На землю Австрии я в Инсбруке ступил, морозной ночью в Мюнхен из Вероны из предпоследних добираясь сил железною дорогою. Бессонно крутил колёса аэроболид – на европейском уровне, без шума. Я, помнится, изрядно был прибит усталостью. Опять, почти угрюмо, владело то же ощущенье мной, что и на многих прошлых перегонах: как бы укор саднящий об исконных утратах меж небесной и земной константами – между людьми и Богом... И там, и здесь я много задолжал задолго до того, как в жизнь вбежал за ржавым обручем в Луганске босоногом... Тирольская студёная погода виски сжимала, леденила лоб.
Я знал, что должен сам себе по гроб – достоинства, свободы, кислорода... Вот и теперь: рысистой беготни, полдня в Вероне не было мне мало. Но чистоты идеи не хватало! – Мне впору было б, словно кьянти, дни здесь смаковать глотками: девять, десять, уже пятнадцать, только двадцать пять... Куда быстрей Адидже мне бежать? Что вправе камни римлян перевесить – сей мрамор, больше двадцати веков белеющий над бурным мелководьем? Так нет же! В низком стиле шашни водим с условностями дутых индюков по ту и эту сторону границы. – Лимиты виз и денег. Скучный долг, велящий чин по чину воротиться в ту степь, где воет гимны зимний волк...

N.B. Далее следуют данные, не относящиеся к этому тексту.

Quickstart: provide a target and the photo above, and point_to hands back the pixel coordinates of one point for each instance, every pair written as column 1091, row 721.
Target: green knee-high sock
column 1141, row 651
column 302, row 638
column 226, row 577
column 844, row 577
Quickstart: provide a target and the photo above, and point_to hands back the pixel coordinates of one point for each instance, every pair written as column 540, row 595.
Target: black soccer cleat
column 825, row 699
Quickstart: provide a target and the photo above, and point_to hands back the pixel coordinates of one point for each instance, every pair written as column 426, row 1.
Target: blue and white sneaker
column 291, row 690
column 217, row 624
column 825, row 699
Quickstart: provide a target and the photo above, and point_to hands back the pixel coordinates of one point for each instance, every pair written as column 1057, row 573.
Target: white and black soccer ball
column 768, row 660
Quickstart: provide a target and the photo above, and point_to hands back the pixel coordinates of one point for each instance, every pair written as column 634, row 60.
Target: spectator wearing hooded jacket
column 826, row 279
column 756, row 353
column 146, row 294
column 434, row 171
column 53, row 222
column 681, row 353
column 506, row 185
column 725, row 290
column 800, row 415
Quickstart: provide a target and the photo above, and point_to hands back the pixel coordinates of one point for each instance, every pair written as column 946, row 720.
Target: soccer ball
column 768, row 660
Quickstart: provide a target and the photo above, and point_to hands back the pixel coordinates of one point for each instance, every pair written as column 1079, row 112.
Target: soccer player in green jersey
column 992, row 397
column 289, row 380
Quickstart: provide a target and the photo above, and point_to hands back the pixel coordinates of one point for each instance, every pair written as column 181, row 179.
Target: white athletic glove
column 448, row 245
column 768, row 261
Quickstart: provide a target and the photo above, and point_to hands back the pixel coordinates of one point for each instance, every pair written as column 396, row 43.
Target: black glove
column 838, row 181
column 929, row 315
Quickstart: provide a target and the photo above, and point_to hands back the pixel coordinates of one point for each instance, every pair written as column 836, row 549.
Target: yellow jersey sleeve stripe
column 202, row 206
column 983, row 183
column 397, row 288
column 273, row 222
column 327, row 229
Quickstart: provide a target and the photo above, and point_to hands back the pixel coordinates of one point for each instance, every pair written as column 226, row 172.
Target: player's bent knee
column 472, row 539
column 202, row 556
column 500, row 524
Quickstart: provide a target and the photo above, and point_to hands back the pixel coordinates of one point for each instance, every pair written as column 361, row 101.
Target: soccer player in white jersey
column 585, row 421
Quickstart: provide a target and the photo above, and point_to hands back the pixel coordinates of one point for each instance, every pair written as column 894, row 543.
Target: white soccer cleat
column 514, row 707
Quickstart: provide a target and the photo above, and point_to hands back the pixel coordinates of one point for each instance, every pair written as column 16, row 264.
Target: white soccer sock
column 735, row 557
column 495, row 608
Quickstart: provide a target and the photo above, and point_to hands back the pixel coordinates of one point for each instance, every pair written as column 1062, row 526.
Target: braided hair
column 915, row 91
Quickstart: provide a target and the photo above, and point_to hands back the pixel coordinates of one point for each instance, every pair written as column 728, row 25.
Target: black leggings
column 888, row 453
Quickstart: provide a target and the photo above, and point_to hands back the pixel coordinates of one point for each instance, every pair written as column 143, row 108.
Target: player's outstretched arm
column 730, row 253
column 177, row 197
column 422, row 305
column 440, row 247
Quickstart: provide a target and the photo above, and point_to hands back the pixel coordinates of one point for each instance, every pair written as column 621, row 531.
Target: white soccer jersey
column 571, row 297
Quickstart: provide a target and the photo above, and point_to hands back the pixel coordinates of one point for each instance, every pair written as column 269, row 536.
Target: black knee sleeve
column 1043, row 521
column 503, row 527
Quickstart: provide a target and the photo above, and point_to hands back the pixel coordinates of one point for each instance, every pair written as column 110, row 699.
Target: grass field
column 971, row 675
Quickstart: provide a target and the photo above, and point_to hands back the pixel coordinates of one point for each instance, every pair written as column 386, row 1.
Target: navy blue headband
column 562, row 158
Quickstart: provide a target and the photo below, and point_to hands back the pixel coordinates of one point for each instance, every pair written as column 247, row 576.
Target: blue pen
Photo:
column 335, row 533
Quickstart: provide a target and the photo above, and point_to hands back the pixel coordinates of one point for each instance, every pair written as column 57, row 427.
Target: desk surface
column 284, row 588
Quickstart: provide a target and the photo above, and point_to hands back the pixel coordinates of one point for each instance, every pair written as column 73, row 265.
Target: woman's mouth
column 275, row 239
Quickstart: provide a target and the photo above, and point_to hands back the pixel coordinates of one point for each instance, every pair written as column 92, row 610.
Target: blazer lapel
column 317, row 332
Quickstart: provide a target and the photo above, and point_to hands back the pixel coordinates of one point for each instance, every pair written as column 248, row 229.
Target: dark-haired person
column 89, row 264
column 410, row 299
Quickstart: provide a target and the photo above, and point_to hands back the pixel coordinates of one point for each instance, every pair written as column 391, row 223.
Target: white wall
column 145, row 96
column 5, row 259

И не когда-нибудь – по плану, точно к субботнику под Пёсьею звездой, вернись! Дабы, попом или Балдой, не кануть в топь, так в прорубь вмёрзнуть прочно... Опять беззвучно тронулся болид, оставив Инсбрук полночи и стыни. И ощутил вдогон я, что отныне во мне Верона ласково болит – щемит в грудине краткая любовь: резных балконов и колодцев плиты, три капли кьянти в жилах неофита и белых статуй ледяная кровь... И ты, цветок на сквозняке, – одна, с единственным своим изгибом лона! Минуя лёд тирольского перрона, я подлинно хлебнул опять вина, озвучив вновь, на все лады, Верона, вне времени, влюблённо-беззаконно, твоих ключей альпийских имена!